Trump on Monday reiterated his plans for imposing reciprocal tariffs against countries trading with the U.S., stating that the tariffs will match any duties imposed on U.S. exports. 

Trump said in a social media post that he will consider countries that use a value-added tax (VAT) system the same as a tariff. Importers in Europe and Asia are likely to be impacted the most by this consideration. 

The U.S. President- who had recently imposed 25% tariffs on all steel and aluminum imports- said the reciprocal tariffs were in the interest of fairness in trade relations. Trump had earlier also slapped China with 10% tariffs.

But Trump had signaled recently that the reciprocal duties will come into effect only by April, offering markets some near-term relief. Wall Street rose last week following Trump’s move, with the S&P 500 coming in sight of a record high.

Still, Trump’s tariff plans threaten to destabilize global trade, and could also underpin U.S. inflation, given that any trade tariffs will be paid chiefly by local importers.

The S&P 500 ended flat at 6,114.63 points on Friday, while the NASDAQ Composite rose 0.4% to 20,026.77 points. The Dow Jones Industrial Average fell 0.4% to 44,546.08 points. 

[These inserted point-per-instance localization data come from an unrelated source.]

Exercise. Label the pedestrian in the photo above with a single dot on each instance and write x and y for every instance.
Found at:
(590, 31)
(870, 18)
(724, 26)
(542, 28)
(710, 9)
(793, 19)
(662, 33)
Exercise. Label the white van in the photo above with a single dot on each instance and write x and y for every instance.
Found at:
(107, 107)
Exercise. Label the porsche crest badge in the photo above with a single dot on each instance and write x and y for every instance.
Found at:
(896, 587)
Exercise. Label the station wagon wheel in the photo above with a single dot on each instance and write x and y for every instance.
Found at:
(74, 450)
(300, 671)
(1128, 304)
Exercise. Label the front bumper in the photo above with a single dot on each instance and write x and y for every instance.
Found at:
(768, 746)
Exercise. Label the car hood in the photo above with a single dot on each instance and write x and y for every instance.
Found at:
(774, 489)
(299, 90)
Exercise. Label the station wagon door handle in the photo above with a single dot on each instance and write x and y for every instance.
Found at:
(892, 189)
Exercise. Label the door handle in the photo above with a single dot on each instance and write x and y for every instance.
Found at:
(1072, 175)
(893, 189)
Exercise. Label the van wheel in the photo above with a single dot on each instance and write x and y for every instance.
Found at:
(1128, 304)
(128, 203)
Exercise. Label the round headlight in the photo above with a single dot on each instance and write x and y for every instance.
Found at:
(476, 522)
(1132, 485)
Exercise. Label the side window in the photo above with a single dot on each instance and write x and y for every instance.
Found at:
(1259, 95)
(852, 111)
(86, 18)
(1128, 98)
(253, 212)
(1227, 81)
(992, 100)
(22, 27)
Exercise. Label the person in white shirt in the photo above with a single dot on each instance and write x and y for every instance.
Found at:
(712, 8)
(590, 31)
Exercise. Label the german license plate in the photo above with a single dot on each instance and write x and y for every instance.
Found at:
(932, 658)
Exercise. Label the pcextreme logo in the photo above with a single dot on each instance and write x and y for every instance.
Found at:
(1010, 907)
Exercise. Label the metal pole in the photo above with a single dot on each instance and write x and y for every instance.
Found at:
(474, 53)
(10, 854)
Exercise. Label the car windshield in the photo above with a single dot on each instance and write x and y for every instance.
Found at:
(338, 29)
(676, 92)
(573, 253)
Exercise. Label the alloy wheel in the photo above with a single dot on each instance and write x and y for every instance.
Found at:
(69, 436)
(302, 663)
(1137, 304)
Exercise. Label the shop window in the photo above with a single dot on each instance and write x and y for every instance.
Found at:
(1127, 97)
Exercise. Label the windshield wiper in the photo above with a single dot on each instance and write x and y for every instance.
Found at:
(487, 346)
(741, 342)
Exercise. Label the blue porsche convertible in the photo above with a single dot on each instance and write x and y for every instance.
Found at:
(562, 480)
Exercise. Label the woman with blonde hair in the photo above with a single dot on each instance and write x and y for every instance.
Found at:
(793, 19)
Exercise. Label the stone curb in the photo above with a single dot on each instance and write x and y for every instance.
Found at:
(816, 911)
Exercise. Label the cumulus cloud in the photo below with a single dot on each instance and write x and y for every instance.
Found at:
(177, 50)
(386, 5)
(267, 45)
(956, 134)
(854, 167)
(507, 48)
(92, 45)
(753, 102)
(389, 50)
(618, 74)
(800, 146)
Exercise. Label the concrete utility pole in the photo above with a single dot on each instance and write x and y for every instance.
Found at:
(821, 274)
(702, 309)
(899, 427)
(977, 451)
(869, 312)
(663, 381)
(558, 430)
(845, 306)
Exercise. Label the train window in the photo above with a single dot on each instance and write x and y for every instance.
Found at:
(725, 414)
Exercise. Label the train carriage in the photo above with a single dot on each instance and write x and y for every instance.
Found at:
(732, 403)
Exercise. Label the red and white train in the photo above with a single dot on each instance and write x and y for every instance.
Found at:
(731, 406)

Fed’s Waller downplays inflationary risks of Trump tariffs 

Federal Reserve Governor Christopher Waller said on Tuesday that Trump’s tariffs were expected to have only a modest impact on inflation, and that the central bank should look past trade jitters when considering policy.

But Waller also said that interest rates should remain unchanged in the near-term, citing concerns over sticky inflation and signs of a strong labor market.

Waller noted that last week’s inflation readings pointed to fewer signs of easing inflation, although progress had still been made over the past year. 

The Fed kept rates unchanged in January, and is widely expected to keep rates steady in the near-term, after a total of 1% in rate cuts through 2024.